Ali Kazma aura filmé le maître horloger, le taxidermiste, le neurochirurgien, le peintre — et, référence particulière à l’Espace Topographie de l’art qui fut un jour un lieu industriel du textile, la fabrication des vêtements, du fil au défilé — avec la même attention passionnée, une attention «à la fois archéologique et poétique». Archéologique de par la volonté d’exactitude de l’artiste et la précision extrême avec laquelle le vidéaste filme les gestes liés au travail. Poétique de par l’esthétique pensive des images et de la construction consciente d’un monde où l’homme se réalise dans son activité — qui devient dès lors, au sens même de Hannah Arendt, une action.
L’une des dernières productions de Ali Kazma se distingue des Obstructions: alors que dans cette grande série de vidéos, les hommes au travail sont toujours représentés dans leur univers propre, Clerk (première vision en France) est filmé en studio. L’artiste s’intéresse ici davantage à la main, cette main qui tamponne des documents avec une célérité telle qu’elle en semble devenir indépendante de l’homme lui-même, au profit de l’institution bureaucratique qu’elle sert.
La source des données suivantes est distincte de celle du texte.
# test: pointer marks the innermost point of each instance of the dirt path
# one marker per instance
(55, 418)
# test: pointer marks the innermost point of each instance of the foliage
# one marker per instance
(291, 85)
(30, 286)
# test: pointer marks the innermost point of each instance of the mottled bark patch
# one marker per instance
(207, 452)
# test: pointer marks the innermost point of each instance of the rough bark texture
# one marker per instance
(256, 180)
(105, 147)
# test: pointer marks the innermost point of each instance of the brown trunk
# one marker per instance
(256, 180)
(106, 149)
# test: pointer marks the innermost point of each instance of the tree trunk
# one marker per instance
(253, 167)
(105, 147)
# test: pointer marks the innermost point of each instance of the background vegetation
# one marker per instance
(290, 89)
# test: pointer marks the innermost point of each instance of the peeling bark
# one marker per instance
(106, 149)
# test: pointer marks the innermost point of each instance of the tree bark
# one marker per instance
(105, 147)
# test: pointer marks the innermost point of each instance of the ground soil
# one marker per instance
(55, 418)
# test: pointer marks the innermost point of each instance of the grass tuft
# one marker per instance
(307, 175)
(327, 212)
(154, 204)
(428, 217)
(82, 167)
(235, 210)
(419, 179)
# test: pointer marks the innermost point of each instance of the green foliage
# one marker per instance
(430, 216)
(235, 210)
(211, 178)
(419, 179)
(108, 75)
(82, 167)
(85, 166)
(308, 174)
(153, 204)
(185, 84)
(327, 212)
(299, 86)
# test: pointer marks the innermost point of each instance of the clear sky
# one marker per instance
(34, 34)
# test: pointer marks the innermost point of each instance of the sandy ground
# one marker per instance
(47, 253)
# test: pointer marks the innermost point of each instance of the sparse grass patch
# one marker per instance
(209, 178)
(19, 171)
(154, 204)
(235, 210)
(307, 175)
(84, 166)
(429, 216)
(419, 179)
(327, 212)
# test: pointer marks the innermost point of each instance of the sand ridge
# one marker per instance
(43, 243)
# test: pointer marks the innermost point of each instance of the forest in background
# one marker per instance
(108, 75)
L’exposition présentée à l’Espace Topographie de l’art est intitulée par une question: «Comment filmer un poète?» Ali Kazma, en fervent amant du livre et des cultures, se pose cette question cruciale pour lui depuis bien longtemps. Cette grande exposition (dix vidéos présentées en simultané), de par la poésie conjuguée du lieu et des oeuvres, contient en elle-même plusieurs éléments de réponse.